Developing countries oppose the U.S.-led plan for the World Bank to host the new climate fund, and question the credibility of developed countries that have failed to deliver on other climate promises.

Climate negotiators from rich, industrialized nations and poor countries devastated by global warming are starting one last make-or-break meeting Friday to finalize plans for a new fund to help developing countries pay for climate-related losses and damages that they have done very little to cause. The stalemate thus far in the negotiations shows there is still a wide gap between the climate aid developed countries have long promised and what they are ready to deliver. 

Climate policy analysts said a failure to reach an agreement could undermine the COP28 global climate talks being held from Nov. 30 to Dec. 12 in Dubai by eroding what little trust developing countries have toward developed countries.
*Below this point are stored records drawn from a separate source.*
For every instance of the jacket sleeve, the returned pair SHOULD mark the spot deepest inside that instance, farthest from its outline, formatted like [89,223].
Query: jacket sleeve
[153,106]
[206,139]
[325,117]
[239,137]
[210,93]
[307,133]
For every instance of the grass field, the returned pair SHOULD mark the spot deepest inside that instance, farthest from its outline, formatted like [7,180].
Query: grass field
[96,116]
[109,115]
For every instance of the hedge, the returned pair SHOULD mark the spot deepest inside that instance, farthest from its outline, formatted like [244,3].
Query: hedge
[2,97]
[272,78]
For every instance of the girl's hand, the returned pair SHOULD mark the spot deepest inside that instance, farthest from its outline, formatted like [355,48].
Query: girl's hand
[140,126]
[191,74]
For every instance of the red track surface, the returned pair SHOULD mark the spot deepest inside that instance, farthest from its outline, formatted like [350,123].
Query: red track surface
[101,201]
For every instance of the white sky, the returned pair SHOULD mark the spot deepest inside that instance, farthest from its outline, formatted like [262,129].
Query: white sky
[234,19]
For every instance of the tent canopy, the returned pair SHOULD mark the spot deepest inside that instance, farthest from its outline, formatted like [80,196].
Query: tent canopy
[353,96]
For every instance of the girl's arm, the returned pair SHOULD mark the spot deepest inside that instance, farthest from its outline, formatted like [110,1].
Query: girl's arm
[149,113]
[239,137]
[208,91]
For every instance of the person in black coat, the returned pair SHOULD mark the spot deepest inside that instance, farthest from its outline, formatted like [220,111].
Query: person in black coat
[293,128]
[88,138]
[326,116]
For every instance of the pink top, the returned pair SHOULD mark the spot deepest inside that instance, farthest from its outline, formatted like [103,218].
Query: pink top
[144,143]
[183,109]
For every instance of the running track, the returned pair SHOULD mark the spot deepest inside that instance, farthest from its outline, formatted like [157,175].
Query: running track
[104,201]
Loss and damage is a technical United Nations umbrella term for arrangements to cover the cost of permanent and irreversible climate impacts that can’t be mitigated or adapted to. It was first formally mentioned in 2007 at COP13, and grew out of Article 4 in the 1992 United Nations Framework Convention on Climate Change, in which developed countries made a commitment to “assist developing country Parties that are particularly vulnerable to adverse effects of climate change … by providing new and additional financial resources.”

Loss and damage includes impacts like the permanent loss of lands and homes to sea level rise, the costs of rebuilding infrastructure damaged by flooding and the loss of revenue from agricultural crops destroyed due to drought. Globally, climate economists say the measurable annual cost to developing nations will reach an estimated $400 billion by 2030, and soar above $1 trillion by 2050.